Not only would the WMA abolish covenants not to compete nationwide, outside of the extremely narrow exceptions highlighted above, but it would also provide the Department of Labor (DOL) and Federal Trade Commission (FTC) with broad enforcement power. If enacted, the legislation would empower the FTC and DOL to enforce the ban through fines on employers who either fail to notify employees that non-compete agreements are illegal or who require employees to sign covenants not to compete. Additionally, the WMA establishes a private right of action for all employees allegedly aggrieved by a violation of the WMA.

The WMA contains a carve out for parties to enter into an agreement to protect trade secrets. As currently drafted, the WMA does not abrogate the scope of protections provided by the Defend Trade Secrets Act.

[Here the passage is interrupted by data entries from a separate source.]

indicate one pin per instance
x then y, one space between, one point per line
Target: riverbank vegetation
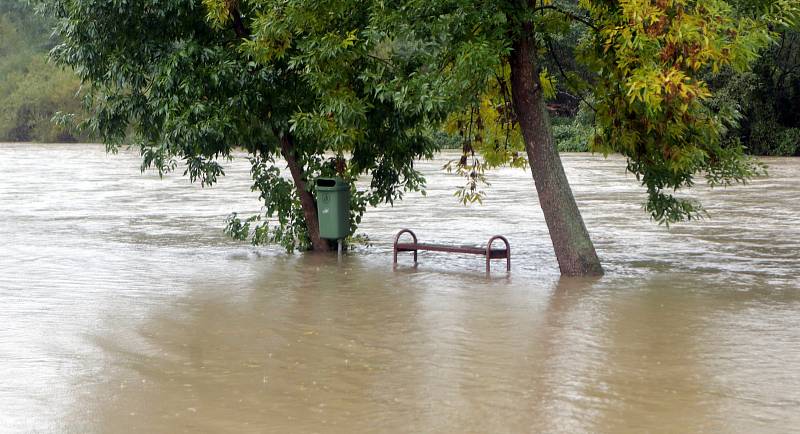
767 98
32 89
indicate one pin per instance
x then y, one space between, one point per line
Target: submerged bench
487 251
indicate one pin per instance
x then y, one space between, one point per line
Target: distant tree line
32 89
767 99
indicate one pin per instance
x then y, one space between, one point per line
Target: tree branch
569 14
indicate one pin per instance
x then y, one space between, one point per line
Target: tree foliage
32 89
644 74
189 81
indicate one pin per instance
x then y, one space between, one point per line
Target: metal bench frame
488 252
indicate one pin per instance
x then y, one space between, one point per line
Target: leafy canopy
190 81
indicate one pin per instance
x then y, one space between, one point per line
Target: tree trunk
307 201
574 249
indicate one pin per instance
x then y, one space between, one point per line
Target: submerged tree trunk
574 249
307 201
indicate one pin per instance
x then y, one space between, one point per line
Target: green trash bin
333 208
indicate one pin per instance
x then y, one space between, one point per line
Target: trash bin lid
332 184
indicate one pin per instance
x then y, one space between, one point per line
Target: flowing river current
124 308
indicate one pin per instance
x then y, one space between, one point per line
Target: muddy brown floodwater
123 308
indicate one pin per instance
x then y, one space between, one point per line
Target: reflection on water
124 309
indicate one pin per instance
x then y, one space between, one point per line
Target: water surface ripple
123 308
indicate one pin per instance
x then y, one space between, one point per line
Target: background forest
33 91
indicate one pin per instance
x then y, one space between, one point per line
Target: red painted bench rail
487 251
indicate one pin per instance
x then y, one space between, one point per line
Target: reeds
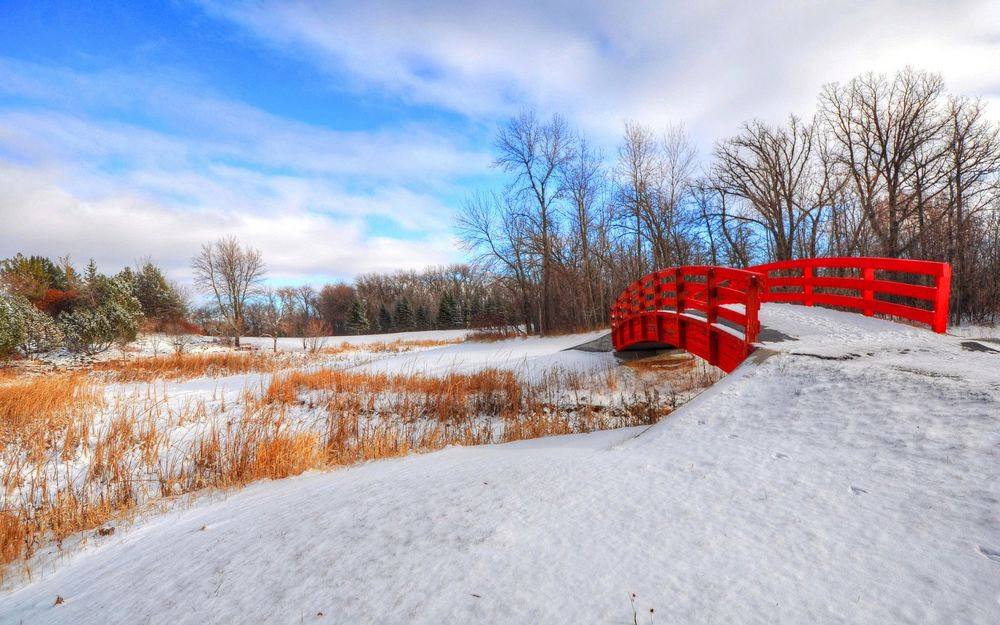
188 366
73 460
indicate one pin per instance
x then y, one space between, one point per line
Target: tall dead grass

Upon introduction by Senators Murphy and Young, the WMA was referred to the Senate Committee on Health, Education, Labor and Pensions. This is the third time Senator Murphy has introduced legislation banning non-compete agreements. In 2015, Senator Murphy co-sponsored bill entitled the ”Mobility and Opportunity for Vulnerable Employees Act” or the “MOVE Act,” and last year he co-sponsored an earlier iteration of the WMA with Senators Elizabeth Warren and Ron Wyden. If the MOVE Act had been signed into law, it would have prohibited employers from requiring low-wage employees to enter into covenants not to compete and required employers to notify potential employees at the beginning of the hiring process of any requirement to enter into a non-compete agreement. Despite support from the Obama administration, the MOVE Act never made it past the Committee. The WMA is even broader and more restrictive.

Presently, there are no federal restrictions on non-compete agreements, and enacting such a law would have to pass Constitutional muster. But states across the nation have adopted legislation inching those states closer to California’s well-known ban on most post-employment restrictive covenants, including Massachusetts, New Hampshire, Washington, Maine, North Dakota, and Oklahoma. As always, we will continue to monitor state and federal legislation governing restrictive covenant agreements.